Chroniques

par laurent bergnach

anniversaire Alain Bancquart
Pierre Strauch et les élèves du Conservatoire

Conservatoire National Supérieur de Musique et de Danse, Paris
- 6 novembre 2014
Trois pièces d'Alain Bancquart au programme
© dr

Le 20 juin dernier, Alain Bancquart fêtait ses quatre-vingt printemps. À quelques semaines d’un anniversaire aussi marquant, le concert du jour salue l’œuvre d’un compositeur discret et exigeant, attaché à « l’étude des influences entre le monde très particulier des micro-intervalles et la gestion du temps » (in Habiter le temps, Symétrie, 2003) [lire notre critique de l’ouvrage]. Cet intérêt pour la microtonalité remonte à près d’un demi-siècle, explorée dès le trio à cordes Thrène I (1968).

Après plusieurs soli pour harpe (Ma manière de chat, 1978), violon (Ma manière de double, 1980), alto (Sonate, 1983), viole d’amour (…Vous devenez une île heureuse, 1997) et violoncelle (Fragments d’Icare, 1998), Bancquart revient à celui-ci avec Livre de Pierre (2014), créé par son dédicataire Pierre Strauch.
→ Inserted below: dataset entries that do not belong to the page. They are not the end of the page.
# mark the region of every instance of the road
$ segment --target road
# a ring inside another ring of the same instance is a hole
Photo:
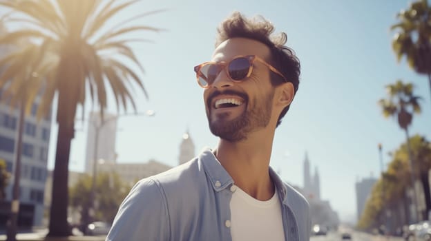
[[[337,241],[342,240],[341,233],[349,233],[352,236],[352,241],[403,241],[399,237],[384,237],[381,235],[374,235],[366,233],[358,232],[352,229],[341,229],[338,231],[329,232],[326,235],[312,236],[311,241]],[[343,241],[344,241],[343,240]]]

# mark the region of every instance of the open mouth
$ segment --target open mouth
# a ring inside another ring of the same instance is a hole
[[[214,108],[221,109],[221,108],[236,107],[237,106],[240,106],[242,105],[242,103],[243,101],[242,100],[239,100],[236,98],[221,98],[214,102]]]

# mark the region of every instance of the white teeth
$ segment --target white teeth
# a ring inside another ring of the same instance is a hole
[[[242,101],[235,99],[235,98],[222,98],[222,99],[216,101],[216,103],[215,103],[216,109],[218,109],[220,105],[226,104],[226,103],[231,103],[231,104],[233,104],[236,105],[240,105],[241,104],[242,104]]]

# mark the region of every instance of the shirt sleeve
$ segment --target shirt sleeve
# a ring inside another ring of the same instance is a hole
[[[163,190],[153,179],[143,179],[119,206],[106,240],[169,240],[169,224]]]

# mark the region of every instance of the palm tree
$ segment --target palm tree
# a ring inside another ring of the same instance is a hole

Le premier des quatre mouvements en quarts de ton, Prélude, offre un ambitus restreint et des nuances infimes, telle une plainte monotone. Danse de l’oiseau-lune s’ouvre avec quelques mots, avant de privilégier l’agitation et la diversité (timbres, registres, techniques, etc.). Pièce en trio signe une confrontation d’univers hostiles, dans laquelle se repère des éléments empruntés aux segments précédents. Enfin, Grande mélodie permet « la renaissance du chant » (dixit Silvia Álvarez Baamonde, signataire du programme), dans un climat serein électrisé de sursauts qui génèrent un peu d’angoisse, mais sans relancer la lutte.

« Un jour d’été à Venise, écrit le compositeur, j’entendis deux cloches, lancées par hasard en même temps et provenant de deux églises assez éloignées l’une de l’autre » (ibid.). De fait, à son catalogue l’on trouve nombre d’œuvres pour duos homogènes : trios à cordes (Une et désunie, 1970), violoncelles (Ricercar II, 1994), orgues (Livre pour deux orgues, 1993), percussions (Fil d’Ariane, 1998) et, bien sûr, pianos (Sonate, 1985). Polyphonie étrange (2011) associe à nouveau ces derniers, à une époque d’interrogations sur la virtuosité. Rarement mimétiques, Delphine Armand et Yun-Ho Chen suivent leur propre rythme, la première calme jusqu’au silence lorsque l’autre est agitée, la seconde profitant de sa solitude pour plaquer une série d’accords assagis dans le respect de leur résonnance. Découverte à Montpellier, la pièce fascine toujours autant [lire notre critique du 20 février 2011].

Autoproclamé « para-sériel », Alain Bancquart livre en 1981 sa première symphonie – laquelle intègre deux guitares électriques. De même que sa Troisième (1983) est sous-titrée Fragments d’Apocalypse, cette Symphonie n°7 (2009) porte un surnom lugubre : Lecture de ténèbres. Les cordes seules occupent la scène, dont huit contrebasses vrombissantes en fond, mais aussi la salle puisqu’un quintette domine d’une galerie située derrière le public (« écho de l’au-delà »). Toujours fluide, l’œuvre évoque un paysage vallonné que des vagues nuageuses colorent d’ombre et de lumière – offrant une averse de pizz’ humides ou, au contraire, un soleil désertique jusqu’à l’incandescence. L’Orchestre du Conservatoire, avec ses jeunes membres entre affalement et sourire en coin, est dirigé par Pierre Strauch.